Eindeutig. Das verdeutlichen aktuelle Studien praktisch ausnahmslos. Das Bundesamt für Statistik zeigt mit einer Studie beispielsweise auf, dass der Anteil von Patientinnen und Patienten, die den elektronischen Datenaustausch im medizinischen Behandlungssystem befürworten, im letzten Jahr von 59 auf 66 Prozent gestiegen ist. Wenn selbst in diesem heiklen Bereich eine solche Akzeptanzbewegung stattfindet, hat dies indikatorischen Wert.

Wir werden als Bürgerinnen und Bürger von der Politik also künftig anders angesprochen. Kann man das so sagen?

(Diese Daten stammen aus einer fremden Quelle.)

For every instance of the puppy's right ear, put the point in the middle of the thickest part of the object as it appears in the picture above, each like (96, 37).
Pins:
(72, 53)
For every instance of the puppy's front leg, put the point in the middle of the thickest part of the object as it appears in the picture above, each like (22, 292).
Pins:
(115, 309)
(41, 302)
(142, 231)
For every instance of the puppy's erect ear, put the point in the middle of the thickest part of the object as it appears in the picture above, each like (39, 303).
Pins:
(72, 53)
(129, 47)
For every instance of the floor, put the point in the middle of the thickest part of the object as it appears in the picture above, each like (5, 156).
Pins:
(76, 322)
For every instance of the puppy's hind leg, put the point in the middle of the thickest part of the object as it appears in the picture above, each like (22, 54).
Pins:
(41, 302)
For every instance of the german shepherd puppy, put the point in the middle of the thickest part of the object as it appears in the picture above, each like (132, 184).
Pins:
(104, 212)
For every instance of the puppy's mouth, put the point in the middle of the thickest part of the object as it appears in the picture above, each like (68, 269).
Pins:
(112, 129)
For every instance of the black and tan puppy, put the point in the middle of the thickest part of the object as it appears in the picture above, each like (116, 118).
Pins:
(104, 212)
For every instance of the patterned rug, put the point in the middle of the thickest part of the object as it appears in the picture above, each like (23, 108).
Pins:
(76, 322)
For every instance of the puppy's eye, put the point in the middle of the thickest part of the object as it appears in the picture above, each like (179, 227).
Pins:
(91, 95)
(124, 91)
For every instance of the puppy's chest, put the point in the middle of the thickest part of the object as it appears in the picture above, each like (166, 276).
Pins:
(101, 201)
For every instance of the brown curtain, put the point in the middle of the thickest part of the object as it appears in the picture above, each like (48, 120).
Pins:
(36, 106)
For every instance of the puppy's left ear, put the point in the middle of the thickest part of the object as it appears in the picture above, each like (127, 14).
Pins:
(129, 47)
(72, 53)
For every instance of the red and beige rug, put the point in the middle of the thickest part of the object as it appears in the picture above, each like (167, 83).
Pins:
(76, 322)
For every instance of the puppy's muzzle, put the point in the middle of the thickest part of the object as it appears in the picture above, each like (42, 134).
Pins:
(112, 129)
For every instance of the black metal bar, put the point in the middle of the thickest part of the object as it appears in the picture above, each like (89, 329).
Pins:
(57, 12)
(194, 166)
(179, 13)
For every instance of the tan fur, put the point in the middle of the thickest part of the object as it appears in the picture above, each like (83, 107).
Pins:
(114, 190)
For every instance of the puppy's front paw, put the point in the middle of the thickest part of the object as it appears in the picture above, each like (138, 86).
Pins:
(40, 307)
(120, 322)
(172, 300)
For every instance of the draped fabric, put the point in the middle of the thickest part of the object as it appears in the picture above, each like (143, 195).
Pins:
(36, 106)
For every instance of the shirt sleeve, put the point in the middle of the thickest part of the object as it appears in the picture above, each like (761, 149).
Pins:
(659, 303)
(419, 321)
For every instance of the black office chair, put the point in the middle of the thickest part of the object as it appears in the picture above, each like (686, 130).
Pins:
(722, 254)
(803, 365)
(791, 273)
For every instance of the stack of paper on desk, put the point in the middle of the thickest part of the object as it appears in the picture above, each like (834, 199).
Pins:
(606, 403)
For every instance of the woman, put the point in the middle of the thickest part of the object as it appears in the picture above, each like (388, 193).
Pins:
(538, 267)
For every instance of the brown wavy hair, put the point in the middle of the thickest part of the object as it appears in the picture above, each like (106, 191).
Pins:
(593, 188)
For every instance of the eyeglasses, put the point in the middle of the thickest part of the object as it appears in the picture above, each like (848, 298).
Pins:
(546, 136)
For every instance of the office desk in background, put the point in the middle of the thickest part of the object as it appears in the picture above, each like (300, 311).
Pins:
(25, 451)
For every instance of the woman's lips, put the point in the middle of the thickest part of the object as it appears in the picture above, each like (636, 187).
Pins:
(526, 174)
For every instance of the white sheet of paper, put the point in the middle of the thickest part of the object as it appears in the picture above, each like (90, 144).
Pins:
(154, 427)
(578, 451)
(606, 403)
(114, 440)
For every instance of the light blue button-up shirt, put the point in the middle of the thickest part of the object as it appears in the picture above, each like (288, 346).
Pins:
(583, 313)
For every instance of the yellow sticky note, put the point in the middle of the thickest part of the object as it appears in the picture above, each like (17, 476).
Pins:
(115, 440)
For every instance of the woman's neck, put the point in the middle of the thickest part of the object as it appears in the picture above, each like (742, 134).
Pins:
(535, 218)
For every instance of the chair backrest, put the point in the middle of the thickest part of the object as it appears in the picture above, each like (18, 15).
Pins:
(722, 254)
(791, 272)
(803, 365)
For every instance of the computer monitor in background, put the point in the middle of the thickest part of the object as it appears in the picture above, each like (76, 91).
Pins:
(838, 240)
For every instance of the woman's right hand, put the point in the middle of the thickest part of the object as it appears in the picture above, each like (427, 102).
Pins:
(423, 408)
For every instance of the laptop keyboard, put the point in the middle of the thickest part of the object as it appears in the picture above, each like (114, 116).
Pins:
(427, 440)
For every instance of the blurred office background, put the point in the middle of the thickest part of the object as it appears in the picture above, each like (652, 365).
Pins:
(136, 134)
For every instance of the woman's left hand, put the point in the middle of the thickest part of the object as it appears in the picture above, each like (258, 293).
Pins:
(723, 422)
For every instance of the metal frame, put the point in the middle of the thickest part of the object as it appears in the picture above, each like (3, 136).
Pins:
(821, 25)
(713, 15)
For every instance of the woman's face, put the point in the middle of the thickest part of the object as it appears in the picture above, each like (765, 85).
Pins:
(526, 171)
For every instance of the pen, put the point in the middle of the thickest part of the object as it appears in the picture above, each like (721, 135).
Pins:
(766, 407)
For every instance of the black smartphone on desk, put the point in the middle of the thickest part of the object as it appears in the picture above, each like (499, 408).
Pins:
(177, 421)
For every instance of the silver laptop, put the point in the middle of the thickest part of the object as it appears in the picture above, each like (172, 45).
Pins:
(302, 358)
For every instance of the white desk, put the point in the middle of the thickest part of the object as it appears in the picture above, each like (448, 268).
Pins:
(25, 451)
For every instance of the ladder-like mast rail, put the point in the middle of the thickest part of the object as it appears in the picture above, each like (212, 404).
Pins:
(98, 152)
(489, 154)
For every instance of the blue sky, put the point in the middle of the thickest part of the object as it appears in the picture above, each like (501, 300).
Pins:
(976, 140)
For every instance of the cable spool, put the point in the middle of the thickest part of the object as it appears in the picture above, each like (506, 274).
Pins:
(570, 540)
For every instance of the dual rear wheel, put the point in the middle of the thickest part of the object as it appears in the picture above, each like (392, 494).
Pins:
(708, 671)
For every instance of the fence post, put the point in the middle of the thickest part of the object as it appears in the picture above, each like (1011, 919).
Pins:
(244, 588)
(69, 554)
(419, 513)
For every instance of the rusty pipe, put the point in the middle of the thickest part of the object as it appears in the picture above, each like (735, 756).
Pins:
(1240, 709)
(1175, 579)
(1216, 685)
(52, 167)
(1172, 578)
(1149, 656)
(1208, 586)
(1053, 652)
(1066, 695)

Wir müssen an einem anderen Punkt beginnen. Demokratie, Bürgerinnen- und Bürgerbeteiligung, gesellschaftliche Partizipation: Dies setzt informierte Akteure voraus.  Doch die Art und Weise, wie wir uns informieren, hat sich in den letzten zehn Jahren drastisch verändert. Wir können zurzeit die Politik dabei beobachten, wie sie sich dieser Entwicklung anpasst bzw. anzupassen versucht.

 Was sind Kennzeichen dieser Entwicklung?

Der «klassische» Journalismus ist offensichtlich geschwächt. Über soziale Medien richten sich Politikerinnen und Politiker häufig direkt an ihr Publikum. Selbstbestätigungsnischen sind im Internet entstanden. Zugespitzt formuliert: wir haben es zunehmend mit einer globalen Produktion von Kommunikationsnischen zu tun. Nicht nur amerikanische Präsidenten, sondern auch Kommunalpolitiker schaffen sich ein eigenes Publikum selbst. Sie liefern ihre News via Twitter oder Messenger direkt an Wählerinnen und Wähler aus. Ihr Ziel ist es, im Alltag der Leute sichtbar zu sein und das schaffen sie, indem sie den Smartphone-Bildschirm erobern.

Was sind Themenschwerpunkte, denen sich der Lehrgang zuwendet?

Beispielsweise geht es darum, wie sich «Öffentlichkeit» zurzeit verändert. Man muss die Logik von Medien verstehen, um die Kommunikationsklaviatur spielen zu können. Zentral ist die Frage: Wie können Aufmerksamkeitsbrennpunkte für konkrete Anliegen gebildet werden? Methoden der Krisen- und Konfliktkommunikation spielen eine wichtige Rolle, ebenso wie technologische und rechtliche Grundlagen. Und, wir haben es hier angesprochen, es geht auch darum, wie sich die Akzeptanz neuer Angebote gezielt verbessern lässt.

Wann startet der Lehrgang zum ersten Mal?

Der Lehrgang wird im Herbst 2017 zum ersten Mal stattfinden.

Reto Eugster, vielen Dank für das Gespräch!